У меня в отличие от многих других с выбором легенды особых проблем не возникло. В середине 60–х годов, поступив в аспирантуру в Институт машиноведения (ИМАШ), ничего тогда не подозревая, я не только приобрел научную базу, но и подготовил себе работу «в подполье» на будущее. Ученое звание давало мне право стать с. н. с. — старшим научным сотрудником института. Мои соратники — Евгений Бобров, Борис Чижиков, Станислав Темнов — стали научными сотрудниками, хотя никто из них до этого ни разу не бывал ни на улице Грибоедова в дирекции института, ни на улице Вавилова, где располагалась основная лабораторная база.
В тe годы ИМАШем руководил академик А. А. Благонравов, стоявший у истоков международного сотрудничества в космосе. Это придавало больший смысл тому, что мы, его «сотрудники», стали разработчиками новой машины.
У меня не возникло также проблемы с легендным домашним адресом, поскольку я жил в Москве. Как справедливо полагали режиссеры легенды, наш «подпольный обком», мои подлипские коллеги могли засветить закрытый город Калининград как центр ракетного и космического машиностроения. Поэтому им, жителям этого города, полагалось выбрать себе другое, открытое место жительства, уйти, так сказать, в более глубокое подполье, найти себе явку. Калининградцы, мои земляки, срочно искали себе ближних или дальних родственников, а то и просто друзей или знакомых, у которых они могли найти «приют» в трудную минуту. Например, Бобров «поселился» у брата жены, в Москве, на улице Чкалова, и очень гордился тем, что ему привелось «пожить» на улице знаменитого русского летчика, летавшего через Северный полюс в Америку тогда, когда Евгений еще не родился.
Все «подпольщики» должны были помнить свой «домашний» адрес и телефон, а также адрес и телефон открытого «места работы», фамилии своих начальников, и даже имена их секретарей. Каждый раз легенда заносилась в директивные указания для всех делегаций, как выезжавших за кордон, так и принимавших гостей на нейтральной территории.
Другой открытой «явкой», которой мы часто пользовались, был Совет «Интеркосмос», телефон которого я до сих пор знаю на память — 234–38–28, как и адрес: Ленинский проспект, 14. Эти названия и номера нам полагалось давать своим коллегам на случай, если бы они вздумали нам позвонить или написать.
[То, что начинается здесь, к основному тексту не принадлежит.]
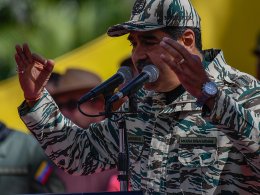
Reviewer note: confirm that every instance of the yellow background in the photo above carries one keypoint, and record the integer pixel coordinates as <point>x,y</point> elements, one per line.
<point>231,25</point>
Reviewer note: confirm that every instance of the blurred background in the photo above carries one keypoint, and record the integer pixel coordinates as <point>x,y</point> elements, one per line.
<point>73,32</point>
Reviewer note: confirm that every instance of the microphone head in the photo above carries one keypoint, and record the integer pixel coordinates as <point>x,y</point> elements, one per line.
<point>152,72</point>
<point>126,72</point>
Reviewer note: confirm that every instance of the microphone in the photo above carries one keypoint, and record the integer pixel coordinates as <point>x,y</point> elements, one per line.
<point>150,73</point>
<point>124,74</point>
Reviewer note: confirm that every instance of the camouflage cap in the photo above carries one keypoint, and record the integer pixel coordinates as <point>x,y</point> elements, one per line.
<point>154,14</point>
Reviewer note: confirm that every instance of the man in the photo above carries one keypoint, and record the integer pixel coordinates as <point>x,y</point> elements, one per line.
<point>66,89</point>
<point>24,168</point>
<point>197,130</point>
<point>72,85</point>
<point>257,54</point>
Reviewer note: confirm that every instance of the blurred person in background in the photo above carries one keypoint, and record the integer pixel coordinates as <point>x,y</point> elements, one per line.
<point>197,128</point>
<point>24,168</point>
<point>67,89</point>
<point>257,54</point>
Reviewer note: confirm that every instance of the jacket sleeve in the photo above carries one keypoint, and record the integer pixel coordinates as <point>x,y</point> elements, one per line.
<point>78,151</point>
<point>42,171</point>
<point>239,117</point>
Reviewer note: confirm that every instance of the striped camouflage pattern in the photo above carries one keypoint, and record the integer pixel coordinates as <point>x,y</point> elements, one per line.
<point>174,149</point>
<point>154,14</point>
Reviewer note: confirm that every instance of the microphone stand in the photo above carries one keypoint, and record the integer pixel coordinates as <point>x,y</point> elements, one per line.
<point>123,156</point>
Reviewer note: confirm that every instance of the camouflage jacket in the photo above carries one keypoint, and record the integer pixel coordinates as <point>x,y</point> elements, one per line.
<point>24,168</point>
<point>177,148</point>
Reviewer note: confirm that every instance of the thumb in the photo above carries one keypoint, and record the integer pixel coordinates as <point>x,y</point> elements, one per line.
<point>49,65</point>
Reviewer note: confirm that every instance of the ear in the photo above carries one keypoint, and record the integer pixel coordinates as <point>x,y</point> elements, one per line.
<point>188,40</point>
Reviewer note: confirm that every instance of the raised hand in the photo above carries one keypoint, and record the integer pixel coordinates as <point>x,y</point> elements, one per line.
<point>33,72</point>
<point>188,67</point>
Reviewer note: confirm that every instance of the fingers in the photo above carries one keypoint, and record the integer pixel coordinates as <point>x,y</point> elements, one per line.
<point>27,53</point>
<point>47,64</point>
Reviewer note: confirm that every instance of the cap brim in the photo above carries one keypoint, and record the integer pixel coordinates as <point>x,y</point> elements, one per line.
<point>124,28</point>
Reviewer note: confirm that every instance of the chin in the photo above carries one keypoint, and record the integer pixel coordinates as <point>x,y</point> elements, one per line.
<point>151,87</point>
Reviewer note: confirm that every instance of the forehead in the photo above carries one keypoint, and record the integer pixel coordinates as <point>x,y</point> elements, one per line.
<point>154,34</point>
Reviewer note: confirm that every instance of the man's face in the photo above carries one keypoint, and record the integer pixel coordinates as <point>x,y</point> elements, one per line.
<point>147,50</point>
<point>68,106</point>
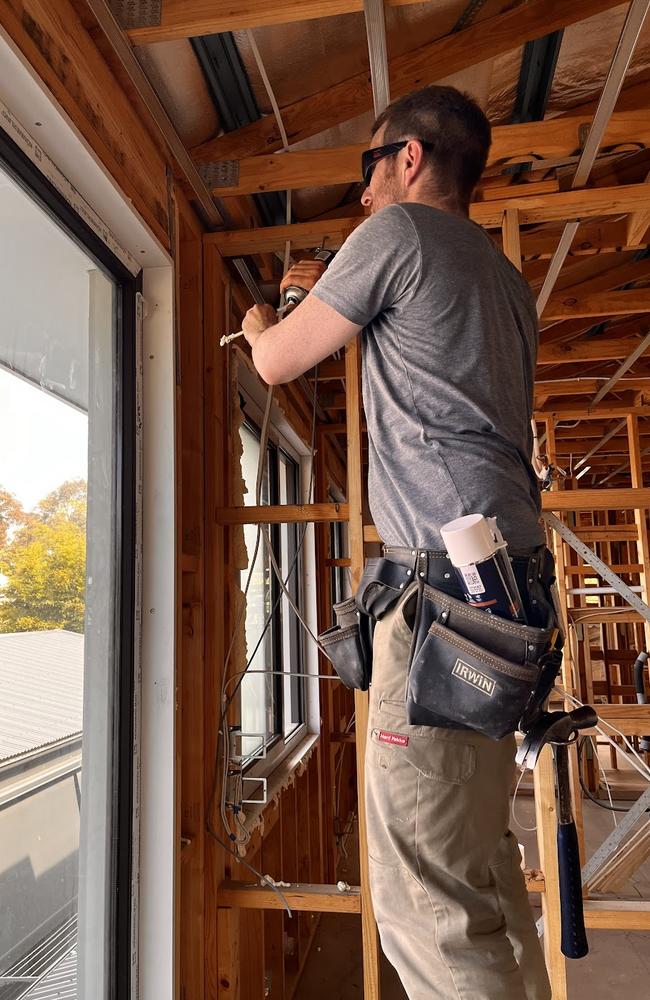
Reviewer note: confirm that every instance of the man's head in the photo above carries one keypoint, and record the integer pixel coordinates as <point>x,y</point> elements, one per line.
<point>448,142</point>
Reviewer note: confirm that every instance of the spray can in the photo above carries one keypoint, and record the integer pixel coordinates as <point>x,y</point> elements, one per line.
<point>477,551</point>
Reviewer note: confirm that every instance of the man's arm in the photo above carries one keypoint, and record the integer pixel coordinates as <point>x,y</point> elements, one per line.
<point>283,351</point>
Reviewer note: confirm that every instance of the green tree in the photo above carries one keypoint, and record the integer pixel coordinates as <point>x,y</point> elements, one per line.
<point>44,563</point>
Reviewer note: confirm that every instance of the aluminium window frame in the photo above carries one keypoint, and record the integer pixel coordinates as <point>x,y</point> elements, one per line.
<point>283,438</point>
<point>26,174</point>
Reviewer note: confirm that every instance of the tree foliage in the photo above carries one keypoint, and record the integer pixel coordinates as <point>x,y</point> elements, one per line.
<point>44,560</point>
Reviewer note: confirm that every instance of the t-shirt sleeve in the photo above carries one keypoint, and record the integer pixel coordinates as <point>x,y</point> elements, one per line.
<point>377,266</point>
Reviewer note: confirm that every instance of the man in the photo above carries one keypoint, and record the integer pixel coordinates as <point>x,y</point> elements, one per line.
<point>449,349</point>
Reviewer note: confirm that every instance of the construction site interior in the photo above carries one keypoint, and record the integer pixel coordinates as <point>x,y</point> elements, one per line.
<point>202,146</point>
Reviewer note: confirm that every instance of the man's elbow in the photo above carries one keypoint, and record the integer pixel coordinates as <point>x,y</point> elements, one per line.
<point>268,368</point>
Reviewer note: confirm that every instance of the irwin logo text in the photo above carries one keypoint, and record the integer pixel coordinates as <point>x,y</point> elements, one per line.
<point>474,677</point>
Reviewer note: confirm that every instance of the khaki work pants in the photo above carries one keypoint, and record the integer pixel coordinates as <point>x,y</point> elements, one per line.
<point>445,872</point>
Заморские коллеги многое понимали и, насколько мне известно, никогда не звонили.
Интерфейсный интеркосмический телефон мы использовали для телеконференций, которые иногда устраивались после встречи в ноябре 1971 года и гораздо чаще после соглашения, подписанного в апреле 1972 года, когда руководство НАСА настояло на регулярном телеканале связи. Не раз нам, руководителям РГ и подгрупп, вместе с директором Бушуевым, а иногда и без него, приходилось вечером после работы (разница во времени между Москвой и Хьюстоном составляет девять часов) ехать из Подлипок через всю Москву за 30 с лишним километров на другой конец города, чтобы поговорить с коллегами. Насколько я помню, было составлено письмо в вышестоящие инстанции с просьбой установить особый телефон в кабинете нашего директора в корпусе № 65 ЦКБЭМ. Сначала в этом деле обещали помочь, однако кто?то знал лучше, что и как надо делать. Линии связи, каналы информации, все эти «явки» находились под особым контролем. Такой вольности не допустили.
Сейчас, когда я пишу эти строки, сбоку от моего письменного стола стоит телефон прямой спецсвязи со штаб–квартирой НАСА и всеми его центрами, а мой персональный компьютер через модем подключен к этому каналу.
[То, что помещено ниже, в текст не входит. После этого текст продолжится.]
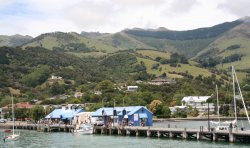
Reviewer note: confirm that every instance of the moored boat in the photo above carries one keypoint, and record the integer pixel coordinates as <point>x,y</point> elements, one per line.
<point>85,129</point>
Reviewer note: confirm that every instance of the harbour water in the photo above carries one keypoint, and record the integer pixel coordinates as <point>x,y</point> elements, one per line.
<point>34,139</point>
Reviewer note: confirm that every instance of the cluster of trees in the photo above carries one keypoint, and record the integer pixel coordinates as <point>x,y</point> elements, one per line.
<point>174,60</point>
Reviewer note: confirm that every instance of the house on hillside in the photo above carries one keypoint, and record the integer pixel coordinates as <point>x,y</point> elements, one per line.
<point>132,88</point>
<point>176,108</point>
<point>23,105</point>
<point>131,115</point>
<point>78,94</point>
<point>55,78</point>
<point>198,102</point>
<point>161,81</point>
<point>66,115</point>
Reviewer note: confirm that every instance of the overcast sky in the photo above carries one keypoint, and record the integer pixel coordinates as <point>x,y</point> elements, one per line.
<point>33,17</point>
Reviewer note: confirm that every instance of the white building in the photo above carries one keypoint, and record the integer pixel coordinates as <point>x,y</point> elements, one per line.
<point>198,102</point>
<point>78,94</point>
<point>55,77</point>
<point>175,108</point>
<point>132,88</point>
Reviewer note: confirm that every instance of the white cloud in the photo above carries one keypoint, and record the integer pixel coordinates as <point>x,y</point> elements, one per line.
<point>36,17</point>
<point>239,8</point>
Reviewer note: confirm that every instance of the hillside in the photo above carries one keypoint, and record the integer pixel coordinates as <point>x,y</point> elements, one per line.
<point>14,40</point>
<point>69,42</point>
<point>148,57</point>
<point>233,48</point>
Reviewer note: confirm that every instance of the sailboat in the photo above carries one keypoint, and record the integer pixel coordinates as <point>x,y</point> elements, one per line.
<point>13,136</point>
<point>232,124</point>
<point>218,109</point>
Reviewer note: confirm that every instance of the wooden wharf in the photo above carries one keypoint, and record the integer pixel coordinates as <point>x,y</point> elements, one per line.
<point>41,127</point>
<point>174,133</point>
<point>181,133</point>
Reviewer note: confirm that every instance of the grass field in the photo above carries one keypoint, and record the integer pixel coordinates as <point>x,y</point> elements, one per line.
<point>153,54</point>
<point>191,69</point>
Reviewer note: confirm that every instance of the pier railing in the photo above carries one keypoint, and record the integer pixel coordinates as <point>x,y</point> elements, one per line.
<point>182,133</point>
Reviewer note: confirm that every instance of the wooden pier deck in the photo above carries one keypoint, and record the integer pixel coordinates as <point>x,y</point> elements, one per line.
<point>183,133</point>
<point>40,127</point>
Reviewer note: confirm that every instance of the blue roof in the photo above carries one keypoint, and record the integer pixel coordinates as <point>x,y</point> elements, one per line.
<point>109,110</point>
<point>143,115</point>
<point>63,113</point>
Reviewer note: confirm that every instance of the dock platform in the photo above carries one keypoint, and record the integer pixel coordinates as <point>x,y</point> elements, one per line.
<point>182,133</point>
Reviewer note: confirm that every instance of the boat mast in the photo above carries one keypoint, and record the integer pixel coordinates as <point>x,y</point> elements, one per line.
<point>218,111</point>
<point>12,114</point>
<point>235,110</point>
<point>241,96</point>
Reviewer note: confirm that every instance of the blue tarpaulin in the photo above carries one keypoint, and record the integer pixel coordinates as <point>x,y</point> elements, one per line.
<point>143,115</point>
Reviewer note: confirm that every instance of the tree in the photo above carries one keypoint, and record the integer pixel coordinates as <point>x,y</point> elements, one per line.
<point>153,106</point>
<point>57,89</point>
<point>37,77</point>
<point>37,112</point>
<point>166,111</point>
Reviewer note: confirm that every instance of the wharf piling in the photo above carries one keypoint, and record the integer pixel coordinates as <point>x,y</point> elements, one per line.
<point>181,133</point>
<point>40,127</point>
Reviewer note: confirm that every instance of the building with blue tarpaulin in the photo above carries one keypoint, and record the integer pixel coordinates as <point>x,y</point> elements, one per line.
<point>131,115</point>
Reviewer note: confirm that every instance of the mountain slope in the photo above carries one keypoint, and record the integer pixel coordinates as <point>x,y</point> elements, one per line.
<point>188,42</point>
<point>14,40</point>
<point>69,42</point>
<point>232,43</point>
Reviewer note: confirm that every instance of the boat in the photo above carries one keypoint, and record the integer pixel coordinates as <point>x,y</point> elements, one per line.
<point>85,129</point>
<point>14,136</point>
<point>231,125</point>
<point>7,131</point>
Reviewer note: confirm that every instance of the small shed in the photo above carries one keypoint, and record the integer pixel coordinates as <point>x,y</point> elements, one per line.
<point>131,115</point>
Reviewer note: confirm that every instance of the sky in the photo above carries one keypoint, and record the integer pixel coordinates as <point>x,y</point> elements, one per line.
<point>34,17</point>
Да, времена изменились, и не только в части связи и связей.
Насколько мне также известно, никто из американцев нас не спрашивал, где мы живем и работаем. Тем не менее время от времени возникали мелкие инциденты: кто?то на очередной выездной комиссии не ответил на все вопросы, кто?то забыл свой «отчий дом» или номер телефона. Как всегда, из подобных нарушений делались выводы и вырабатывались мероприятия по усовершенствованию защиты государственной тайны. Нас заставляли более фундаментально готовиться к встречам с другой стороной, тщательнее продумывать и совершенствовать свои легенды. Обратной связью эти указания направлялись в легендные организации. Много лет спустя мои коллеги из ИМАШа рассказали, что руководство института намеревалось оборудовать для меня специальный кабинет с персональной табличкой на двери.
До сих пор я до конца не понимаю основной цели этой широкой кампании. Ясно, что кому?то это было надо, кому?то выгодно.
Таковы были правила игры, деваться было некуда, мы играли в эти игры, может быть, не самые худшие во времена советской власти.